Lucky outcomes vs. reliable processes
The best agent without specs (Opus + ArchCodex, no spec) scored the same as the best agent with specs on production risk. But the unspecified agent’s success was emergent: it happened to explore the right files and make the right assumptions. Run it again and you might get a different result. The specified agent’s success was deterministic: the spec locked in every decision. Run it ten times and you get the same outcome. The difference between a lucky result and a reliable process.
The Arc of the Series
The pattern across the three-part series is clear:
- Part 1: LLMs write code that works but doesn’t fit.

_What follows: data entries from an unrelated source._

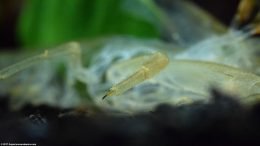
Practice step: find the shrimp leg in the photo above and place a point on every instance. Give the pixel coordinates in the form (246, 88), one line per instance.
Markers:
(152, 66)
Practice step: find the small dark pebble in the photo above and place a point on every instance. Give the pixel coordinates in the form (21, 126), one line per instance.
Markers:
(223, 121)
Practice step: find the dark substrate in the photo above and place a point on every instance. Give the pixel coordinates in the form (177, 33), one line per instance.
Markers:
(223, 121)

Architectural drift is invisible and compounds. ArchCodex makes it visible.
- Part 2: The research confirms this at scale. Structured guardrails (boundaries, constraints, canonical examples) reduce drift systematically.
- Part 3: What the code does matters as much as how it’s structured. A purpose-built specification schema, co-authored with the LLM and verified deterministically, eliminates assumption variance and makes every decision visible before code is written.
The table saw metaphor still holds. ArchCodex is the fence; it keeps the cut straight. SpecCodex is the blueprint; it defines where the cut goes. Without both, you’re measuring twice and still cutting wrong, because the LLM and you have different measurements in mind.
Try It
The practice is: structure your specs, make them parseable, verify deterministically. You can apply that with whatever tools fit your stack.
If you want an opinionated implementation that covers the full stack, SpecCodex is part of ArchCodex:
GitHub: github.com/ArchCodexOrg/archcodex
Start with one spec for your next feature. Write it with the LLM. See if the implementation matches. I think you’ll find it changes how you think about AI-assisted development: not as “generate and review” but as “specify and verify.”